Il 31 maggio, nel quartiere Europa, ci siamo ritrovati a commentare con toni critici i prossimi referendum dell’8 e 9 giugno 2025. Il dibattito è partito da un manifesto che invita a votare “Sì” ai quattro quesiti promossi dalla CGIL, che mirano all’abrogazione di alcune norme del Jobs Act e del decreto Poletti, colpevoli – secondo i promotori – di aver introdotto forme di lavoro precario e facilitato i licenziamenti. Un quinto quesito, sostenuto da altre realtà, riguarda invece il cosiddetto “ius scholae”: la possibilità di acquisire la cittadinanza italiana dopo cinque anni di permanenza nel Paese per gli stranieri che abbiano frequentato almeno un ciclo scolastico in Italia.
Durante l’incontro, sono stati aspramente criticati i promotori dei referendum, accusati di essere gli stessi soggetti politici e sindacali che in passato hanno sostenuto – o quantomeno non ostacolato – quelle stesse leggi oggi oggetto di contestazione. Ci si chiede perché non le abbiano abrogate quando erano al governo, ricordando anche il ruolo passivo della CGIL durante la pandemia, un periodo in cui vennero legittimati licenziamenti, sospensioni e forme di discriminazione legate al green pass.

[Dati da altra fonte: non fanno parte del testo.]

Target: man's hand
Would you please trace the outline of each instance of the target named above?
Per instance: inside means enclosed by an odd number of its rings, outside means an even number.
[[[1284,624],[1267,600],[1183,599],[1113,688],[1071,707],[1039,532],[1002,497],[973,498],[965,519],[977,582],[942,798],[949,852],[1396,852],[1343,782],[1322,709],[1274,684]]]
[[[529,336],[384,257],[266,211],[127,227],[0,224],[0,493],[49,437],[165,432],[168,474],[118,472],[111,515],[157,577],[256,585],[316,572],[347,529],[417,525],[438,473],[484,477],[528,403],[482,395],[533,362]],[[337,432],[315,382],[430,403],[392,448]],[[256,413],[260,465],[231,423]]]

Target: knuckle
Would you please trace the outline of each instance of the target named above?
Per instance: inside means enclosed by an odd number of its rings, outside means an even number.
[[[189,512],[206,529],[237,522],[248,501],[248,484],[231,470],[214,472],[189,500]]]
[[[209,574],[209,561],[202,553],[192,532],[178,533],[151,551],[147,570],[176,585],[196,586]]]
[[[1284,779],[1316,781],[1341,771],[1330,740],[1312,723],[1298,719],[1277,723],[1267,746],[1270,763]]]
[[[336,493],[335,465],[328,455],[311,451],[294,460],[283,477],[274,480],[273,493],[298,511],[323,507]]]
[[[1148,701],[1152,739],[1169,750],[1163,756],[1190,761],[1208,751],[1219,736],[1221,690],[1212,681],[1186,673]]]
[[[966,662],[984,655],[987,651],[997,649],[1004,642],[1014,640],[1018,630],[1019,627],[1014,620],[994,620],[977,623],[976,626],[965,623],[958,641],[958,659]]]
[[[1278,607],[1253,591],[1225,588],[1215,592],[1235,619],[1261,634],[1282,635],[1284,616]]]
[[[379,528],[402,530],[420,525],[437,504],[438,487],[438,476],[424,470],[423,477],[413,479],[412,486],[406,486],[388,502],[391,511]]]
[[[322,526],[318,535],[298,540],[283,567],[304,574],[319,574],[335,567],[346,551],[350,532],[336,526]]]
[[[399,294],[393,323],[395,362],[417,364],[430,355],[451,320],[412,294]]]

Secondo i presenti, l’attuale campagna referendaria sarebbe in realtà un’operazione di riciclaggio politico, volta a conquistare il consenso dei giovani, presentati come ignari delle tutele lavorative perse nel tempo. Le critiche si sono poi concentrate sull’impostazione del materiale promozionale legato al quinto quesito, accusato di voler rappresentare un’Italia futura che, secondo alcuni, andrebbe incontro a uno stravolgimento identitario e sociale.
Si denuncia inoltre il pericolo che una cittadinanza concessa in modo accelerato possa aprire la strada a una catena di ricongiungimenti familiari, il cui numero andrebbe a gravare ulteriormente sul già fragile sistema di welfare. Una popolazione crescente di migranti, è stato detto, potrebbe inoltre alimentare dinamiche salariali peggiorative.
Infine, sono state sollevate anche questioni di carattere culturale e religioso, facendo riferimento a pratiche come l’infibulazione, ancora diffuse in alcuni Paesi, o al fatto che in India lo stupro coniugale non sia considerato reato. Si è fatto notare il paradosso tra i valori progressisti sbandierati – ad esempio in occasione della recente manifestazione del Gay Pride – e le culture di provenienza di molte delle persone che si vorrebbero includere.
Il dialogo si è concluso con un invito alla riflessione, affinché ogni cittadino possa valutare con attenzione il significato e le conseguenze del proprio voto.